What should you do when you’re five years from retiring?
-5YearsAndCounting


Answer:


A useful exercise to conduct every few years before you retire is to take inventory of what you have and what you’re likely to have when the big day comes. Start by calculating what you have accumulated in your 401(k) or other employer defined-contribution pension plan and any individual retirement account or other personal plans that you have. Whatever figure you come up with, if you plan to retire in five years, add 25 to 30 percent to reflect a reasonable amount of growth in your assets between now and then. Now add in the contributions that you and your employer are likely to make to those accounts in the next five years and add 10 to 15 percent to that figure to reflect anticipated investment returns. One more step: Add in the balances on any conventional savings accounts and other marketable assets that you may have.

Once you’ve got a grand total, divide it by 20 and spend a few minutes staring at the number you get to let it sink in. That’s a ballpark estimate of the amount that you’re likely to have to spend each year in retirement in addition to payments that you’ll be receiving from Social Security and any defined-benefit pension plan, perhaps through a union, that you have. If the number looks small, you’ll have to start thinking of ways to save more over the next five years, perhaps by being frugal and contributing more to your workplace plan or even taking a second job. If you factor in additional savings and the final figure you get still doesn’t look big enough, then you’re going to have to consider spending less than you had expected in retirement or even staying on the job longer and retiring later.
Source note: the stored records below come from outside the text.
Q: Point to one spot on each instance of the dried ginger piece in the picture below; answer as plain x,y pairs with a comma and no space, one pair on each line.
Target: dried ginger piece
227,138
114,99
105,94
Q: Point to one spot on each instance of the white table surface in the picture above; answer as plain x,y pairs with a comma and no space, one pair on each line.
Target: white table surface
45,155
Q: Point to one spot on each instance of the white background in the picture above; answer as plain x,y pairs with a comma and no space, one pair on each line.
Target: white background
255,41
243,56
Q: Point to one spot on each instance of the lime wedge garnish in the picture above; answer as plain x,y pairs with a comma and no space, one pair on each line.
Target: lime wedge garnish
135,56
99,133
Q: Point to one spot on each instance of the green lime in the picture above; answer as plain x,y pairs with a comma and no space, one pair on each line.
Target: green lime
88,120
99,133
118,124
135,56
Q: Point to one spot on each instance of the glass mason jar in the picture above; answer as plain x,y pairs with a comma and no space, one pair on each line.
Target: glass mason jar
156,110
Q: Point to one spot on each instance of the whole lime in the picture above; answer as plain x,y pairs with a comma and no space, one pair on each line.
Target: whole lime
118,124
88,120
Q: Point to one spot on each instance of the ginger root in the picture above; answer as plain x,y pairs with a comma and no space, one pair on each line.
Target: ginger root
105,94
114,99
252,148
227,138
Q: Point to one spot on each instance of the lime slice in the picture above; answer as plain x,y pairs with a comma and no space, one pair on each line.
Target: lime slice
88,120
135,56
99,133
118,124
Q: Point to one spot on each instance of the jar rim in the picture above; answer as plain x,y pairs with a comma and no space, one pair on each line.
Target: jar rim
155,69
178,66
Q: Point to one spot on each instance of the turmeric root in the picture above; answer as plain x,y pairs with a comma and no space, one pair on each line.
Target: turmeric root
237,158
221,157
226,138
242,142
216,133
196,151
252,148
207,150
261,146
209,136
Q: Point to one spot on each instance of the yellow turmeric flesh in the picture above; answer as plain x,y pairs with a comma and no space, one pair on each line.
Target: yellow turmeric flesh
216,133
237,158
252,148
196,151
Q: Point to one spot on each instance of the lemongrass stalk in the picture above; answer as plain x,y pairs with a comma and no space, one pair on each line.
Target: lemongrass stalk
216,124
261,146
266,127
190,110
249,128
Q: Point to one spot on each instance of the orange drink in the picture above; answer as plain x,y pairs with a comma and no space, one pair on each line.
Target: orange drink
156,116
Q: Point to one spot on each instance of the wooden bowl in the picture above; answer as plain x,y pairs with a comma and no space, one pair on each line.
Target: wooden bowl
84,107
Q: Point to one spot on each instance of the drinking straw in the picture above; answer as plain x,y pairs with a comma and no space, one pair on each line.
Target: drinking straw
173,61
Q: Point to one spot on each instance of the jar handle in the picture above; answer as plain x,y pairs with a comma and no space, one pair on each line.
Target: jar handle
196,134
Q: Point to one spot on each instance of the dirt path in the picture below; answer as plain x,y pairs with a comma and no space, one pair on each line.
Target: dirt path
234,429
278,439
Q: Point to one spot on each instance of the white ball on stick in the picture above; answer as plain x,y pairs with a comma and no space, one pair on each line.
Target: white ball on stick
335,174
When you take inventory, you should also gather information on any life insurance or other policies that you have, for instance long-term care coverage. You also should make sure you have a will that’s up to date because, let’s face it, you never know what’s going to happen. If the prospect of sorting through so much paperwork is too daunting or if you do it and the gap between what you’re likely to have and what you think you’ll need is cavernous enough to throw you into a panic, consult a financial adviser that you trust – or that a trusted person in your life trusts if you don’t know an adviser – then go over the facts and figures and come up with a plan for squaring the circle. Things may seem bleak, but a lot can happen in five years.